そのため、退職後のライフプランも考慮し、借り上げ社宅制度を利用するかどうか判断する必要があります。 

借り上げ社宅制度を導入する際の注意点

借り上げ社宅制度は、企業にとって節税効果や採用力強化等のメリットがある一方で、導入や運用には注意すべき点もいくつかあります。事前にしっかりとルールを定め、適切な運用を行うことが、トラブル防止と制度の有効活用に繋がります。 

【 トラブル回避のために知っておきたい4つのポイント 】 

  1. 賃貸借契約は企業が行う
  2. 光熱費は従業員が支払う 
  3. 社宅規定を作成する
  4. 賃料相当額の把握と設定 

1. 賃貸借契約は会社が行う

借り上げ社宅制度では、企業が不動産会社と直接賃貸借契約を結ぶことが必須条件です。従業員名義の契約では、企業が家賃の一部を負担していても借り上げ社宅とは認められません。 

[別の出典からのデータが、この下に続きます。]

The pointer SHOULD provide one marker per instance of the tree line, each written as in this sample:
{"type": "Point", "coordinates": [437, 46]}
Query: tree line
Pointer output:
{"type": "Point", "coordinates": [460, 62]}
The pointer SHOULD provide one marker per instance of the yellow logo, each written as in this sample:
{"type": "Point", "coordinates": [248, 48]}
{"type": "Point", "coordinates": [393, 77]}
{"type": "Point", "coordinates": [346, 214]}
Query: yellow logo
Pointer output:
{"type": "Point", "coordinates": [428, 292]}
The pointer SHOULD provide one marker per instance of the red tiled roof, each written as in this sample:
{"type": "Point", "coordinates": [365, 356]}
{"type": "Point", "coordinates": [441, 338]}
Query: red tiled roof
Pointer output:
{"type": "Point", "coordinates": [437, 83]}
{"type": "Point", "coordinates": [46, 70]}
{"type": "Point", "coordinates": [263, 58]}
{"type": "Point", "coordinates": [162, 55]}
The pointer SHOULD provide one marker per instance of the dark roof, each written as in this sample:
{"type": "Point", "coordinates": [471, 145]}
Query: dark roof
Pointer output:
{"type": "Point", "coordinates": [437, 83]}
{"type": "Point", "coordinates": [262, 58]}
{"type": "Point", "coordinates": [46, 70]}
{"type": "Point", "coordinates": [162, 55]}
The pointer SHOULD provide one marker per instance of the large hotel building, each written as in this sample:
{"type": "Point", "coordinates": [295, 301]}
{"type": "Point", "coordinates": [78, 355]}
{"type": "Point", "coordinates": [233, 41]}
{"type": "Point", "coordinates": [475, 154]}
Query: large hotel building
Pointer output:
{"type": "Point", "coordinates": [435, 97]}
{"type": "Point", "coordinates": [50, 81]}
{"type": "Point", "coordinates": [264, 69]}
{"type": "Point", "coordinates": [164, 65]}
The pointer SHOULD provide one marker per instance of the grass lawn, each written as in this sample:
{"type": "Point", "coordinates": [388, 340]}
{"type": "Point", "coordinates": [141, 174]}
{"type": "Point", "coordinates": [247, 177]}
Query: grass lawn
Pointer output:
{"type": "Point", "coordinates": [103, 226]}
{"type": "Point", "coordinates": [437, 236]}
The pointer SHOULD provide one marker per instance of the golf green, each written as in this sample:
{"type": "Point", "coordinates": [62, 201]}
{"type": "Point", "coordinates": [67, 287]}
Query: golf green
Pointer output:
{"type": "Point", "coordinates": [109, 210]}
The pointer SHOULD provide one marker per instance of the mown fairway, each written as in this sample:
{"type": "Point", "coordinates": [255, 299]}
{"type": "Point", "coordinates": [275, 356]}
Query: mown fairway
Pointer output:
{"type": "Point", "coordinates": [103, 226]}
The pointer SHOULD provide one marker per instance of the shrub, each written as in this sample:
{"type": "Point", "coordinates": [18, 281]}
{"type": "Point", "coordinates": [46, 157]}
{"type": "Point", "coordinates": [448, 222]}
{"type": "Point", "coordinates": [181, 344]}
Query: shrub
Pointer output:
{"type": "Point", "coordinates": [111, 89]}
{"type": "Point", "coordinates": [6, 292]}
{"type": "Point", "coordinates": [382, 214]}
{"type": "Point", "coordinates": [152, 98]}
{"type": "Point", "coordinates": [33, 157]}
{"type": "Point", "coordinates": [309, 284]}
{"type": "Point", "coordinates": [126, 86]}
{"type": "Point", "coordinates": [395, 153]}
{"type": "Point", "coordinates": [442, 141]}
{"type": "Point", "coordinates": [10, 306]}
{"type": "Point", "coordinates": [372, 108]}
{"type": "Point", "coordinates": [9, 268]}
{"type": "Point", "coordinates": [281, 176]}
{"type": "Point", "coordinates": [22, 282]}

  • 敷金・礼金、火災保険料等を従業員が支払っている場合は、法人契約と見なされない可能性があります。 
  • 借り上げ社宅と認められない場合、企業が負担する家賃は給与とみなされ、課税対象となります。 

2. 光熱費は従業員が負担する

借り上げ社宅制度は、あくまで住居費の負担を軽減するものであり、水道光熱費等の生活費は対象外です。従業員には、光熱費を自己負担するルールを周知しておきましょう。 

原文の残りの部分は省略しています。